At this time of year, through the shiny consumerism, at least some people catch a glimpse of the story of the birth of baby Jesus in Bethlehem. We know Joseph and Mary had to travel there for a Census, but the full meaning of the story is largely lost.
The King James Version may not benefit from modern linguistics & biblical interpretive techniques, but it understood the politics of the story:
Luke 2: 1-3 And it came to pass in those days, that there went out a decree from Caesar Augustus that all the world should be taxed.
2 (And this taxing was first made when Cyrenius was governor of Syria.)
3 And all went to be taxed, every one into his own city.

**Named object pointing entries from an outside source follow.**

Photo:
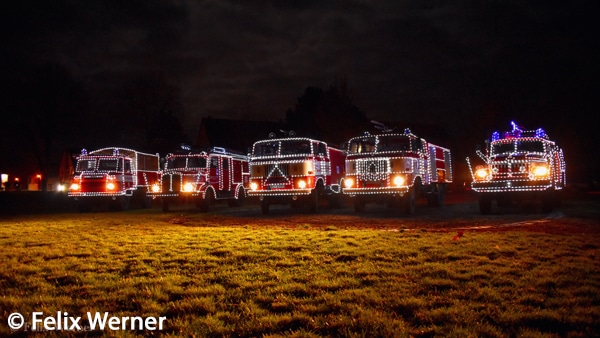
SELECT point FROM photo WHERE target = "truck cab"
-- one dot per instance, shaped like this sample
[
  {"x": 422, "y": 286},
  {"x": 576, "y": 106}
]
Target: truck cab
[
  {"x": 295, "y": 170},
  {"x": 519, "y": 164},
  {"x": 204, "y": 177},
  {"x": 395, "y": 168},
  {"x": 113, "y": 174}
]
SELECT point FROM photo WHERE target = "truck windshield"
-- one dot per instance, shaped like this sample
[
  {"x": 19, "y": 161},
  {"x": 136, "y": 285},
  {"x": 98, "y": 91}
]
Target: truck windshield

The world Jesus was born into was one where the tax system took from the poor and the weak and gave to the rich. Taking a Census of the entire population meant the Roman system could tax down to the family unit. Taxes paid for the military occupying force that enforced the tax system and, to be fair, developed highways and aqueducts that enhanced trade across the mediterranean. But they also transferred wealth and property from the poor to the elites.
Here in Sydney, New South Wales, Australia, our state and national governments use tax policy to shape a variety of our realities. Wage earners pay taxes which support the building of infrastructure and provide community services to the needy – but the truly wealthy don’t pay a similar proportion of their income.
Two millenia after the story of Jesus, we still have a tax system that takes from the poor and gives to the rich. Two examples include our Government’s addiction to the lucrative taxes on gambling and various tax subsidies (e.g. negative gearing) for landlords that enhance their capacity to buy property and increase their power over tenants. NSW has more than a third of the world’s non-Casino poker machines – which are one of the most harmful forms of gambling – and in Australia 25% of rental properties are owned by just one percent of people.
Yet Christians have spent much of the last 1500 years reframing the story of Jesus as one of a baby saviour born to bring hope for the forgiveness of sins, and then imaging those sins to be primarily moral in nature. As Will Ferrell hilariously demonstrates, the 8lb 6oz baby Jesus is cute, has no words, cannot ask anything of us, but gives us what we want.
Over the centuries, Christian leaders have de-emphasised the political and economic aspects of the ‘good news about Jesus’.For many modern day Christians, the Jesus story is about individuals being saved and going to heaven when they die, rather than an invitation to join the disciple community and get to work saving the world from injustice.
But the cute, unthreatening, untimidating and undemanding baby Jesus contrasts with both the Angels – who’s first words to the terrified shepherds are “Fear Not” – and the impolite John the Baptist who appears in the next chapter.

John is active two or three decades after the birth of Jesus, so the Roman tax system is now well established. He brought a “baptism of repentance for the forgiveness of sins”. The types of sins John believed required forgiveness are clear from the text:
- those with “two shirts should share with the one who has none, and anyone who has food should do the same”;
- tax collectors should not “collect more than you are required to”;
- and soldiers should not “extort money and … accuse people falsely”.
Three types of people are reported coming to John the Baptist for forgiveness of sins. The general public, the tax collectors who collaborated with the Roman tax system to take from the poor, and the soldiers who enforced the Roman tax system. The ‘sins’ that John the Baptist forgives are primarily about greed and opportunistic exploitation rather than the moral failings imagined by modern day middle-class Christians.
Tax collectors appear repeatedley through the gospels. They were hated collaborators who might at times have been targeted for assassination, particularly by the Zealots – an activist anti-Roman sect. Jesus had both a Zealot and a tax collector amongst his disciples.
Jesus was opposed to violent oppression, but in ‘turning the tables’ and teaching his followers to ‘turn the other cheek’ – an assertive but peaceful strategy to oppose oppression, we can see that part of the good news about Jesus is that he calls the powers of oppression to account and seeks to free the marginalised from bondage.
At Christmas time, perhaps we need to be getting a bit more political and justice focused, rather than drifting along with our systems of consumerism and exploitation. As Jesus announced in Luke Chapter 4:
16 He went to Nazareth, where he had been brought up, and on the Sabbath day he went into the synagogue, as was his custom. He stood up to read, 17 and the scroll of the prophet Isaiah was handed to him. Unrolling it, he found the place where it is written:
18 “The Spirit of the Lord is on me,
because he has anointed me
to proclaim good news to the poor.
He has sent me to proclaim freedom for the prisoners
and recovery of sight for the blind,
to set the oppressed free,
19 to proclaim the year of the Lord’s favour.